I’m still here. Just uninspired.
The last week saw me mainly wanting to sleep/lie down, work (well “want to” vs “have to”), read and play the ridiculously addictive Futurama game app.
Even food wasn’t that interesting — which is definitely a bad sign for me. My appetite was way down, and even when I was hungry, nothing sounded great. I got by during the day on the usual protein bars and peanut butter. But at night… meh.
Tuesday and Thursday I just gave up and didn’t bother with dinner. Wednesday and Friday I made myself go get food, but only because I didn’t want to freak out my body any more than the previous day’s undereating probably already had.
Today my appetite seems a little more normal (got out of bed at 10 a.m. actively hungry, had a protein bar, got hungry again two hours later — right on cue). But who knows how long it’ll last.
Tim’s doing better — especially now that he has the puppy — but it was a tough few weeks. I think I’m still a little drained from that. And from the work of dealing with a new pup. Plus guilt about all the things not getting done (book publicity, reading other blogs, etc.).
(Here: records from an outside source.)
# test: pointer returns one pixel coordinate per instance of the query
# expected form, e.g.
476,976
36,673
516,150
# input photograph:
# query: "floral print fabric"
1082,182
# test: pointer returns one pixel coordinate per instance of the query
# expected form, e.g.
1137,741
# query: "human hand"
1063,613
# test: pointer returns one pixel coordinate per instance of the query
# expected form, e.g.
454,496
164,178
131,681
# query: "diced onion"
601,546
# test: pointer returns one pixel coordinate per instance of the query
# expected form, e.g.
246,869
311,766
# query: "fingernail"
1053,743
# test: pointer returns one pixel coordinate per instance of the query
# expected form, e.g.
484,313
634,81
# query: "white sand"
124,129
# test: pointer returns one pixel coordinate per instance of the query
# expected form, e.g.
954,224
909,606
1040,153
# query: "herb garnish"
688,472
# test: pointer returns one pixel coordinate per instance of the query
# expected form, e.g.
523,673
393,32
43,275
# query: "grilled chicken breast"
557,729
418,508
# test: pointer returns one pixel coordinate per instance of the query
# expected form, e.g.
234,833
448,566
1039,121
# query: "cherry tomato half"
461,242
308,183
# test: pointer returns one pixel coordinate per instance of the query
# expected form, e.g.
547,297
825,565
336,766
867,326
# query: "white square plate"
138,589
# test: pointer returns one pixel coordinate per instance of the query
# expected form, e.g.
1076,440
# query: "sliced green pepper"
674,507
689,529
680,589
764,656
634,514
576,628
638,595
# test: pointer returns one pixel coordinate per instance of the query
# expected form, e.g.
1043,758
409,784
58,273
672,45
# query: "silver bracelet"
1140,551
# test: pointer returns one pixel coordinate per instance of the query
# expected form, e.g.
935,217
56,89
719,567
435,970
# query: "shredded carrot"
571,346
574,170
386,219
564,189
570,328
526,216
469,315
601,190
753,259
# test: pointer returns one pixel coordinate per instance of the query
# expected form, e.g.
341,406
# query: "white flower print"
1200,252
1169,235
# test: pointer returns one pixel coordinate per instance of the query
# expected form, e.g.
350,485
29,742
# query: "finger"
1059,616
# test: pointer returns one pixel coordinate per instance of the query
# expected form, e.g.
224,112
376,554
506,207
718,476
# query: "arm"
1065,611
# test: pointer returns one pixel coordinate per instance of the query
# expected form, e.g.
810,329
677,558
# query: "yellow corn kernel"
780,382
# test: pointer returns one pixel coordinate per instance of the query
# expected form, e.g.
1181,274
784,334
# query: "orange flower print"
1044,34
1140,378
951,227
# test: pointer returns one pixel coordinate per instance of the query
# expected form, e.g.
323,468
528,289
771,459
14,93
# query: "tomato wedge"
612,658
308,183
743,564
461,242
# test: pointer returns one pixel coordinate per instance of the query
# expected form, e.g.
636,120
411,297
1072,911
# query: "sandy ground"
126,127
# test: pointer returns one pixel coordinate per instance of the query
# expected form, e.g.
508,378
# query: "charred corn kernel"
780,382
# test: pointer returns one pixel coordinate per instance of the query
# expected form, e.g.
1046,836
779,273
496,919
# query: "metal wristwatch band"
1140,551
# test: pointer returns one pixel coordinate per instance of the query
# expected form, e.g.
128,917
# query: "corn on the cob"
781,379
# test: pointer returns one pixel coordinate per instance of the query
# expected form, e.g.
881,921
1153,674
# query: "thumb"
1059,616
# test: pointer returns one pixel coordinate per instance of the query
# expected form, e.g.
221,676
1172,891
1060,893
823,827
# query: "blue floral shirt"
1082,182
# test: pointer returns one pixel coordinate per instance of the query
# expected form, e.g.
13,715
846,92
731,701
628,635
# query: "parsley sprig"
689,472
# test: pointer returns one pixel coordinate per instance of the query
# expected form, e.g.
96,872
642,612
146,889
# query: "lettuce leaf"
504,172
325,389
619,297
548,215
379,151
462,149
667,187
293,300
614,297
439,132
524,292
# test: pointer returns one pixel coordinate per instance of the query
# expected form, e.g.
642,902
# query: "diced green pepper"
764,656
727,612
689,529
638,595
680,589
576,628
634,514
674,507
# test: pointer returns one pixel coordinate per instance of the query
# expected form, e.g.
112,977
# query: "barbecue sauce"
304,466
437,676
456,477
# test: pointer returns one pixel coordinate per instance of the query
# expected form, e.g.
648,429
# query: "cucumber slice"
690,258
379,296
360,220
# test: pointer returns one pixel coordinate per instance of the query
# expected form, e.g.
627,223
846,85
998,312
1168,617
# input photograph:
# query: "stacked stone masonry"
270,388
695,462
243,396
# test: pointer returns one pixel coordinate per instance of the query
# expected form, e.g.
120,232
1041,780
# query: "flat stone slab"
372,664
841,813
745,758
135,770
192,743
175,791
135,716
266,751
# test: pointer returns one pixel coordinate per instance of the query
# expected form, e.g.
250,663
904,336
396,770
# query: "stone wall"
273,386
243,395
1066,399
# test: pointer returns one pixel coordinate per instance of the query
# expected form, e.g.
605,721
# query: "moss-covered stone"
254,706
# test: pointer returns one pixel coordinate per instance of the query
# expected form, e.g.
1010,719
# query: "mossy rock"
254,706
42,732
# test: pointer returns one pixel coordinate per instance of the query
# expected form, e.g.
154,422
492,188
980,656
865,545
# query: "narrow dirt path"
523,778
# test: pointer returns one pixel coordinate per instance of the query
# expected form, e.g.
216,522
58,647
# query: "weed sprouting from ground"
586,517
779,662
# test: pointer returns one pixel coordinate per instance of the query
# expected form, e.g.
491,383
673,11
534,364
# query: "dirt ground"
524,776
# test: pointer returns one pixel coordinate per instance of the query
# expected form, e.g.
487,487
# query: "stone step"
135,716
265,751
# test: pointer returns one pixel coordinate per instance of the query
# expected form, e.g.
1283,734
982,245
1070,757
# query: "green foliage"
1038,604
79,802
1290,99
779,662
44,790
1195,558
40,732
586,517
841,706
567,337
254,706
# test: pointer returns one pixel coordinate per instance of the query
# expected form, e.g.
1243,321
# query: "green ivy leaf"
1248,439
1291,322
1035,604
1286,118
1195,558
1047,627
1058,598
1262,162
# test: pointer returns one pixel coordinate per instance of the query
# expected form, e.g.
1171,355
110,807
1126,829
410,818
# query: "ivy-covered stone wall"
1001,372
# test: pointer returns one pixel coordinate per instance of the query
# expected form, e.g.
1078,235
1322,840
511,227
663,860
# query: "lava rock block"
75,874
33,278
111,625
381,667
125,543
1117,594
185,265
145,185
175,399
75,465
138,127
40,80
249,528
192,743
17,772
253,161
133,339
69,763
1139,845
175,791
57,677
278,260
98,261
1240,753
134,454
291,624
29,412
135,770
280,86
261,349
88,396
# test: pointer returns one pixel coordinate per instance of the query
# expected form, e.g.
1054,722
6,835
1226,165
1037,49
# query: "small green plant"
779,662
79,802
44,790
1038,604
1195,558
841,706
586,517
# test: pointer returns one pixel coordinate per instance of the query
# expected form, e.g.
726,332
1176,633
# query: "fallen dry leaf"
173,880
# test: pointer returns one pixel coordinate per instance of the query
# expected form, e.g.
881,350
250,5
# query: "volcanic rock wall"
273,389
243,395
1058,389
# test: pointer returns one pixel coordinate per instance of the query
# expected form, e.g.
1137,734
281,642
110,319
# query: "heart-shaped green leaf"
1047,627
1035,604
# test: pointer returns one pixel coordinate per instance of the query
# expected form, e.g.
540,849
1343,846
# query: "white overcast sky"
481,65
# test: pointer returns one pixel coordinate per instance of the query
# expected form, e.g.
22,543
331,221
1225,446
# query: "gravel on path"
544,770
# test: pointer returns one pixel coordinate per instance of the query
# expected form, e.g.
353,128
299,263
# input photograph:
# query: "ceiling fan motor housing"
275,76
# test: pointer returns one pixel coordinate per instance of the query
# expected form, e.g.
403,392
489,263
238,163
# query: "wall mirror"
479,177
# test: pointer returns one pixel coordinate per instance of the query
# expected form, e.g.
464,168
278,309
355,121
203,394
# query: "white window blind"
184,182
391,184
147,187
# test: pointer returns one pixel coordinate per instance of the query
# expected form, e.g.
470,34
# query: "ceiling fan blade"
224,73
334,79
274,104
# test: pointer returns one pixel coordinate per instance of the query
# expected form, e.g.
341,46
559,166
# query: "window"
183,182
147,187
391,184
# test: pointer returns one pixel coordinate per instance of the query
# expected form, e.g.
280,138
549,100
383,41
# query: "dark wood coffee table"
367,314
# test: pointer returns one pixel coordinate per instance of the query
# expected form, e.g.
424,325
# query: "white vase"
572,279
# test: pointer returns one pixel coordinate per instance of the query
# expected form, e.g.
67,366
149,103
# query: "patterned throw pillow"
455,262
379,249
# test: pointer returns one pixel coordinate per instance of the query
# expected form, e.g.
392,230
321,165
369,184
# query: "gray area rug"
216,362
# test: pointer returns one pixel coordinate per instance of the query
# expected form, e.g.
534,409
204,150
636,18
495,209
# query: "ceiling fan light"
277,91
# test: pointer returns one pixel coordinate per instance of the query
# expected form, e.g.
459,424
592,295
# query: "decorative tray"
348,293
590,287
Also, it feels like we’re spending every time I look around. Tim and I both needed new shoes, and we always buy two pairs to help them last longer. The shoes we prefer were $40 and $45 respectively, so that was a painful bill. Plus there was a good sale on dog food and treats, so we loaded up there. In the long-term it’s great savings. In the short-term, it’s not great.
Most of all, we’ve already had a major vet bill. We found out Pandora had been exposed to Parvo when she was getting neutered. One morning she puked and was progressively more listless/uninterested in food as the day wore on.
By the time we tried to get her a vet appointment, it was practically impossible. So off we went to the vet ER.
Good news: She wasn’t sick. They couldn’t really pinpoint anything wrong. Bad news: It cost $680 to find that out.
They did give her fluids subcutaneously. It seemed to perk her up. It also caused an adorable hunchback, which rippled like a waterbed when she moved. So at least we got some entertainment out of the whole ordeal.
And hey, large vet bills are often the price (quite literally) of being a pet owner. And an expensive shrug-diagnosis was better than one or both of us freaking out while we waited for a vet appointment the following day. Still… ouchie.
This next credit card bill is going to hurt, and there’s just nothing to be done about it. I’ve given up stressing about it. Well, inasmuch as I ever give up stressing about anything. Though I at least comfort myself with the fact that this year I’ll miss fewer workdays for FinCon. Which means less of a financial hit in October.
So yeah, that’s what has been churning in my life/head. And it boils down to sleeping a lot, a lack of appetite and disinterest in my (already very few) normal activities. Meaning that I probably need to get my medication levels adjusted.
Unfortunately, the new doctor can’t fit me in until the 8th. Hopefully, the exercise — which I’m officially back into — will help with both stress and mood levels. Beyond that, I just need to focus on making it through the next couple of weeks.
I’m going to try to get back in the swing of things on here. I just need to actually have the energy to blog and an actual idea of what to blog about.
How have you guys been doing? Any topics you want covered?